In this scenario, the procedure needed to do the imaging depends on the location of the target body system. This could be based on a Condition match (similarly to the Diabetes example above), but in this case we want to illustrate the use of allocation to a particular arm. The approach should be pragmatic and implementable.

General Comments:

The scheduling layer will provide a framework for collecting user input that is needed to drive the patient journey where simple patterns of conditional activity (eg by asserting that the patient has been evaluated for child-bearing potential, and recording the outcome).

It is also necessary to plan for events occurring in the conduct of a study, examples being:

  • Patient study discontinuation/withdrawal
    • Serious Adverse Event (SAE)
    • Patient withdrawal of consent
    • Study Close-out
  • Patient study changes
    • Treatment changes (dose discontinuation, either temporary or permanent)
    • Sub-study participation
    • Adaptive Study Design with Arm discontinuation
  • Study discontinuation
    • Study Close out down to therapeutic outcome

How these activities can be enumerated vis a vis Patient participation is something that needs to be accounted for; this can be mediated via process or automation. For automation there could be something that our execution depends upon; example being ResearchSubject status.

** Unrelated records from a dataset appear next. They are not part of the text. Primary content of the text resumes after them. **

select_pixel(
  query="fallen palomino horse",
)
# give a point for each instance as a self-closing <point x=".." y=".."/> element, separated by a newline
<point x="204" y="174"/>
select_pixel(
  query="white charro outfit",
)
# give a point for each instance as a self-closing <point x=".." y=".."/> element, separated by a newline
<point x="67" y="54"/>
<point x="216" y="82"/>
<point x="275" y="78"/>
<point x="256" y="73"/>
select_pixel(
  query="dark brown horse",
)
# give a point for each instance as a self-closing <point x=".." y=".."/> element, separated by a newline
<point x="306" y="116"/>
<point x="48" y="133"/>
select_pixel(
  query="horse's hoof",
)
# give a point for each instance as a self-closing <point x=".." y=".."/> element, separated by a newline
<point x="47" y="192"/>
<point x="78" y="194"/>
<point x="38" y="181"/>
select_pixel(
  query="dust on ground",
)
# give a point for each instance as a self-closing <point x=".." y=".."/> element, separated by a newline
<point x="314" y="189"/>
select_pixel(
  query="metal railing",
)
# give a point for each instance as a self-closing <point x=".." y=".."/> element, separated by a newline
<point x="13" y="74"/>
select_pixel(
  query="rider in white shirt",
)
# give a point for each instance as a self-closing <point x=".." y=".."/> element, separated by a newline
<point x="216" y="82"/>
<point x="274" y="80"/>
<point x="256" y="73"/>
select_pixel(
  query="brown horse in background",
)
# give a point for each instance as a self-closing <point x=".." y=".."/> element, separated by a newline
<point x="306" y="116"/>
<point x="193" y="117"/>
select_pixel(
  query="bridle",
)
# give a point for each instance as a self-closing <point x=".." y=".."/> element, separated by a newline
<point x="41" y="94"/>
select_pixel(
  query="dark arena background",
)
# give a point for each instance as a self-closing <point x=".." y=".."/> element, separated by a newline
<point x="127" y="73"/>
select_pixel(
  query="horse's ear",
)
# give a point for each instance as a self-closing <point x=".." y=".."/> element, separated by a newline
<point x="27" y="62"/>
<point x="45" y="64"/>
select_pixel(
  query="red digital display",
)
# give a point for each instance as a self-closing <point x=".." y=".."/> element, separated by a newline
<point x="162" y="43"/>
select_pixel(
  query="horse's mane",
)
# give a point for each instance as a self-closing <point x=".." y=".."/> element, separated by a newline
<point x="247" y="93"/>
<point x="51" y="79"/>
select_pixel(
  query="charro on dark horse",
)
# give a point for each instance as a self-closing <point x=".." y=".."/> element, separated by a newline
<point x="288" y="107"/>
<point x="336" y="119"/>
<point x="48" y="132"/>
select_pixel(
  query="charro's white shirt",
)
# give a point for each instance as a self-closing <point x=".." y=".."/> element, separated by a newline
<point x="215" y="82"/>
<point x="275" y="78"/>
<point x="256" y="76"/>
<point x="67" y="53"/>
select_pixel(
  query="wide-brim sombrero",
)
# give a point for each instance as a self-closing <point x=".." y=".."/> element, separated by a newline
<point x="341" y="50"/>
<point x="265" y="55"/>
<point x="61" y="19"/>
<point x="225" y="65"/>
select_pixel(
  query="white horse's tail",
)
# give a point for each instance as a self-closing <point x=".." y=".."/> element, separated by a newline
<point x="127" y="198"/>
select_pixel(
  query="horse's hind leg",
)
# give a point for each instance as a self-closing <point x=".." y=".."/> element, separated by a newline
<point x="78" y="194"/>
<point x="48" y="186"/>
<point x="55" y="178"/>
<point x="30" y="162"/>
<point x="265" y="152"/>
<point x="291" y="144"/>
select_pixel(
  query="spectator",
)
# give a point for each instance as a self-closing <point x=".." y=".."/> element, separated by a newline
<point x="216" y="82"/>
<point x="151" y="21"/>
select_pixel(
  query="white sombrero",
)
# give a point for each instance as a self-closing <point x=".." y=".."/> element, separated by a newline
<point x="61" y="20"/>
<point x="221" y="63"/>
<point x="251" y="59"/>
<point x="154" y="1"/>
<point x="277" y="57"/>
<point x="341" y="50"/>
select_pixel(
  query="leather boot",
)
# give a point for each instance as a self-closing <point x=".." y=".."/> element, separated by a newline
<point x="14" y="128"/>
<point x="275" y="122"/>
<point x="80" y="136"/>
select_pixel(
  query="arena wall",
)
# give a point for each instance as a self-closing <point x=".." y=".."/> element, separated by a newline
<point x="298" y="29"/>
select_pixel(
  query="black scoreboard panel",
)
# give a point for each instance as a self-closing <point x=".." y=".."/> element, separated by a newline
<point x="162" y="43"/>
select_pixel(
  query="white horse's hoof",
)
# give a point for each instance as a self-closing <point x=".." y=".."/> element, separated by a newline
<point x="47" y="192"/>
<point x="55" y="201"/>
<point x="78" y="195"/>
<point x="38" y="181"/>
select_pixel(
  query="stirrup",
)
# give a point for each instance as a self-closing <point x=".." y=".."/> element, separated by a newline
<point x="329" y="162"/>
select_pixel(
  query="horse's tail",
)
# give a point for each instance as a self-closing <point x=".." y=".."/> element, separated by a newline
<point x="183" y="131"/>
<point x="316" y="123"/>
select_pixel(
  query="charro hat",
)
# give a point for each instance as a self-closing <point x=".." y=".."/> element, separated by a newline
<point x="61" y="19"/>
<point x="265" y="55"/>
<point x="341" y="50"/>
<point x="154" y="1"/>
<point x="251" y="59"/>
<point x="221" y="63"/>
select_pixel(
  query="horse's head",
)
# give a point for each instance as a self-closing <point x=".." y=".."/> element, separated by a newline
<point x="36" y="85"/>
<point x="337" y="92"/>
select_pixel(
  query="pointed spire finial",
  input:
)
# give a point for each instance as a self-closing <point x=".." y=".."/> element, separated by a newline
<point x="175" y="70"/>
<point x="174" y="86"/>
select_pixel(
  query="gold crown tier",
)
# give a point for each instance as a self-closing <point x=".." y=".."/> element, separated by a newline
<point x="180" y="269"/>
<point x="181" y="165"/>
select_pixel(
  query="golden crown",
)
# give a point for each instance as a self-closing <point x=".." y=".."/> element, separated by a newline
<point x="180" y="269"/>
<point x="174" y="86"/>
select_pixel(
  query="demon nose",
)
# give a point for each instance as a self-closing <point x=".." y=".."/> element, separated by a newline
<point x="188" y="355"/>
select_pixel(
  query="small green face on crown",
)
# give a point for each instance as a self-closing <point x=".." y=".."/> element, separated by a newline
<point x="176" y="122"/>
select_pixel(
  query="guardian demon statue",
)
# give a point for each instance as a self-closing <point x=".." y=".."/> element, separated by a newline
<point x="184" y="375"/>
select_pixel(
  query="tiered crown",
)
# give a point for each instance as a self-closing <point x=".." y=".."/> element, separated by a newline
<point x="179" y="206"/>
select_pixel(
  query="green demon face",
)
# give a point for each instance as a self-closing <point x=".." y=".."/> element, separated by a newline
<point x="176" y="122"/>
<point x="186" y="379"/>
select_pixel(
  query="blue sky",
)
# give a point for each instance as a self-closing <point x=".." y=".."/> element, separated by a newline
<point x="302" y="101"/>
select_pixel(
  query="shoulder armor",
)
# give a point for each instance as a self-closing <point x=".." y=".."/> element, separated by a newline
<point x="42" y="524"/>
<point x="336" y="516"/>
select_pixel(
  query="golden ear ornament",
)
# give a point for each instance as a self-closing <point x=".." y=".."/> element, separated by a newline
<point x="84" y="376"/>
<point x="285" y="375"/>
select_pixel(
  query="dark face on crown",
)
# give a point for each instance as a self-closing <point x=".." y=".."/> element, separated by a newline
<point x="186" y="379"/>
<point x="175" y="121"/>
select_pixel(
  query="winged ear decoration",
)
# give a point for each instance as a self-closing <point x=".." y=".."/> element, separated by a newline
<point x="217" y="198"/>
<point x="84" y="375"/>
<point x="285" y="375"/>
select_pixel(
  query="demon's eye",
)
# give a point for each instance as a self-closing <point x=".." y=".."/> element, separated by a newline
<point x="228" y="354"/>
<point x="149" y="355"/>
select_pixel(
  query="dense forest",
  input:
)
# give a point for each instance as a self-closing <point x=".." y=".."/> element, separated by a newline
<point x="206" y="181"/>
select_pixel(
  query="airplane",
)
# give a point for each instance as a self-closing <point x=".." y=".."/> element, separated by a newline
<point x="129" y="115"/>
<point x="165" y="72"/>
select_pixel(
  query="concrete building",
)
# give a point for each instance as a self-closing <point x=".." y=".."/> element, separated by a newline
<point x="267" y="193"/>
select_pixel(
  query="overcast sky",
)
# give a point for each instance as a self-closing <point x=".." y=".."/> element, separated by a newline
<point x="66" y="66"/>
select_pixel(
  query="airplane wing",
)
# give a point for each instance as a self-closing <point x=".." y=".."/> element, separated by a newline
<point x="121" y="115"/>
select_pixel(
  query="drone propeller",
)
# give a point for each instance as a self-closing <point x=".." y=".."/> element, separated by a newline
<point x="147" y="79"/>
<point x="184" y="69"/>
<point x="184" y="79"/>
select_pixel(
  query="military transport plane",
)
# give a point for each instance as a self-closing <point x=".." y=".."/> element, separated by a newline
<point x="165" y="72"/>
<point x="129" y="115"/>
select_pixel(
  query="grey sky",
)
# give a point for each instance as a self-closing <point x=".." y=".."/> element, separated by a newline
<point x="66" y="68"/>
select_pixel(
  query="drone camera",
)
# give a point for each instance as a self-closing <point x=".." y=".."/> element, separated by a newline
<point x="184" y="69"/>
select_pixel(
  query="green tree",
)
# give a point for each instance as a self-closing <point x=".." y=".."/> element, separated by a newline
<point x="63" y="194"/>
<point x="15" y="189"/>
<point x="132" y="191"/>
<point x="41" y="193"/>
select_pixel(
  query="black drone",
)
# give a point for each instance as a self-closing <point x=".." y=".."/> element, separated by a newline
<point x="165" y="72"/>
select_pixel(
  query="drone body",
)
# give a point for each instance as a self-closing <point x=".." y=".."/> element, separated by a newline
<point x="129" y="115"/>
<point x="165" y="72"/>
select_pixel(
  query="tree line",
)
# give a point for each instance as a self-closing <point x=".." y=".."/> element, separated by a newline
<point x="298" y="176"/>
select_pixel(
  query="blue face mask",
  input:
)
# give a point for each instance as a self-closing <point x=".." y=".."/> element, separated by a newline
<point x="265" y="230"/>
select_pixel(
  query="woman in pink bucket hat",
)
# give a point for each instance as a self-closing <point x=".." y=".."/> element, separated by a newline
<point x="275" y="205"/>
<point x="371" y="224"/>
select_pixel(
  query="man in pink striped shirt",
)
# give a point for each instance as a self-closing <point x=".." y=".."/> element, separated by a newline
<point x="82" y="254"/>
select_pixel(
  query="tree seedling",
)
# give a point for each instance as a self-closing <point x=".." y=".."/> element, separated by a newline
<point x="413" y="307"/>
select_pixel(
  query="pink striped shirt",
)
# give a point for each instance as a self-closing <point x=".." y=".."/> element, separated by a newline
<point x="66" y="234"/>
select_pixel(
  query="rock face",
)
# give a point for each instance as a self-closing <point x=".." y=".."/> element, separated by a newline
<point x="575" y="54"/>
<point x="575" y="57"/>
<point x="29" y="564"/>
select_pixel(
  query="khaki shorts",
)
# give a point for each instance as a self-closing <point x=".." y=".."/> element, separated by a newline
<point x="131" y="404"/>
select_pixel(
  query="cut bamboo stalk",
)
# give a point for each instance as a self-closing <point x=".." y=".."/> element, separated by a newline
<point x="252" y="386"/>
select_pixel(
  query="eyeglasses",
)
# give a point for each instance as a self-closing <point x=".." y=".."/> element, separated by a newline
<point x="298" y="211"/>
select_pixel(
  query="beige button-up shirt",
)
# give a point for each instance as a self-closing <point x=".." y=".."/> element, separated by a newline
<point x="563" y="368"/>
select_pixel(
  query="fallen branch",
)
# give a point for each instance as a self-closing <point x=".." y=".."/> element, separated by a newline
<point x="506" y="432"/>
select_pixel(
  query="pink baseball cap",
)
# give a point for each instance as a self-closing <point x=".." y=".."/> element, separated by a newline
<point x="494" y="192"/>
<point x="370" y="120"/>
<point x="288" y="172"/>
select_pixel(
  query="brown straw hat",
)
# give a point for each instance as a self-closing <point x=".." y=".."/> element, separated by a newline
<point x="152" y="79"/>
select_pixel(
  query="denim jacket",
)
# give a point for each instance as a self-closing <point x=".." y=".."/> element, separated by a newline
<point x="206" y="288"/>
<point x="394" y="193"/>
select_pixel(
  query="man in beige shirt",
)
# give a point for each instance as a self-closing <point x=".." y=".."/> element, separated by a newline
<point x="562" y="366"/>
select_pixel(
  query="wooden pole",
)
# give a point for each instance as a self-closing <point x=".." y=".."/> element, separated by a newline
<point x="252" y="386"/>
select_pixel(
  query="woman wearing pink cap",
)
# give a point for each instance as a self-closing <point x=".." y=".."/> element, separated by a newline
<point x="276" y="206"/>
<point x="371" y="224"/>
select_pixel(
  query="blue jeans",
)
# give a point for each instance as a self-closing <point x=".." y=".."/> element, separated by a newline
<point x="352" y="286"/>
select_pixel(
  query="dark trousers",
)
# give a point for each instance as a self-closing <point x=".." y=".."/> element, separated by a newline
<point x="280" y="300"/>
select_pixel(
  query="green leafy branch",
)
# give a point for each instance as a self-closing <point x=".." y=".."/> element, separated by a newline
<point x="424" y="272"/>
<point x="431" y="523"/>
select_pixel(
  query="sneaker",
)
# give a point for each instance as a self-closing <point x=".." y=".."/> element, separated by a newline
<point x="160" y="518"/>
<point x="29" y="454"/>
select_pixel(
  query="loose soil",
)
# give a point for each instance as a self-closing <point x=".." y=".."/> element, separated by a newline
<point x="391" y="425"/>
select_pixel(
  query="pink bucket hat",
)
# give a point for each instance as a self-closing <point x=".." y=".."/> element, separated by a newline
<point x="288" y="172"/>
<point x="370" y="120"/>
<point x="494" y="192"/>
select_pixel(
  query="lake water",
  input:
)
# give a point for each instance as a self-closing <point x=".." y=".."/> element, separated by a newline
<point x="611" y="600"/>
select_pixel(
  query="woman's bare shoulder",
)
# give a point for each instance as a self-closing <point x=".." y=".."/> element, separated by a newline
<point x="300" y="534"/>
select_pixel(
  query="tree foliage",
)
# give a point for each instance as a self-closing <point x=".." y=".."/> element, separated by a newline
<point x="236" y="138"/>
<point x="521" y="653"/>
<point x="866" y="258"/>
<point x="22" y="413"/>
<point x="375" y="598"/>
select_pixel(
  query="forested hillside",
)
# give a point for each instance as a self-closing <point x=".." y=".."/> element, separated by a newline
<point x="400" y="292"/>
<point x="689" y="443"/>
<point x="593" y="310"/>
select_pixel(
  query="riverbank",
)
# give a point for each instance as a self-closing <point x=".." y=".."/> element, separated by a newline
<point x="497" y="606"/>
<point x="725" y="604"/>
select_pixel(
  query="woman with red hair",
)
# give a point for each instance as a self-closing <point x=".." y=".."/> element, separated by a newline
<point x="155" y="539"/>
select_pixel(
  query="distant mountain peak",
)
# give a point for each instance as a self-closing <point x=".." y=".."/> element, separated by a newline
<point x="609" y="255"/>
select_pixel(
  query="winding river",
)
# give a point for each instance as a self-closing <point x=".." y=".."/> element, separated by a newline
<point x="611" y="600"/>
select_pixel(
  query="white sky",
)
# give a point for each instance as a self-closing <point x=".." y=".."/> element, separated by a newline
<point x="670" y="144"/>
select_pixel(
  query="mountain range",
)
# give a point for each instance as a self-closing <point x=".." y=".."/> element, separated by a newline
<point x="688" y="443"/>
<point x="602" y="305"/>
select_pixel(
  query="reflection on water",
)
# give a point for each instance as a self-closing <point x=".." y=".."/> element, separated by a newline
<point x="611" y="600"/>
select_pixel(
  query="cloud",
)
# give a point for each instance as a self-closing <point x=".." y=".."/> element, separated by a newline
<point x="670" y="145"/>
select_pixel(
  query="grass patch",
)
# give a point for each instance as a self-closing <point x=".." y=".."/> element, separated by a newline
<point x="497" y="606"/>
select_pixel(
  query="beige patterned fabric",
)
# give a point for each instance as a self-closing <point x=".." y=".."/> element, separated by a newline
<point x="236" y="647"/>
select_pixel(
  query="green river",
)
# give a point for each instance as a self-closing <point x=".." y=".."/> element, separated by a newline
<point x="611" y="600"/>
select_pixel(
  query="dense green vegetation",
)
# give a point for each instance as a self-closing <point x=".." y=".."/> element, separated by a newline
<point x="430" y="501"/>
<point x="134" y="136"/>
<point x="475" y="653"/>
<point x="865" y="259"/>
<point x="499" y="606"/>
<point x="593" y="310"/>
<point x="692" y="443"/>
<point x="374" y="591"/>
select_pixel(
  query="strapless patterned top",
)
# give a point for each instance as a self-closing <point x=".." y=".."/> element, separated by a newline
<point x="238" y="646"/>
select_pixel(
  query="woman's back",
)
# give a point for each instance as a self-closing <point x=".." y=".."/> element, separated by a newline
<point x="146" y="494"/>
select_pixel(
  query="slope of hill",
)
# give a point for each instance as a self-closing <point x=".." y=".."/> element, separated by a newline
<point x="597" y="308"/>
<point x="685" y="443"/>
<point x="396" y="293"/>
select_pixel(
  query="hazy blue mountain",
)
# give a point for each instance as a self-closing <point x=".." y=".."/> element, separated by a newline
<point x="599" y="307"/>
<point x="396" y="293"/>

For this example, implementations are located through the following resource attributes:

  • ResearchSubject.status (R4),
  • ResearchSubject.progress.subjectState (R5)
  • ResearchSubject.subjectState (R6)

Patient's continued participation in the study/study plan is dependent on the Patient status. However, there needs to be some initiation in change in the Patient state and this would be down to the Clinical Trial Management System that is driving the research activities for the Patient; for example being having a defined enrollment process that creates the enrollment encounter, and based on the outcome updates the status of the patient.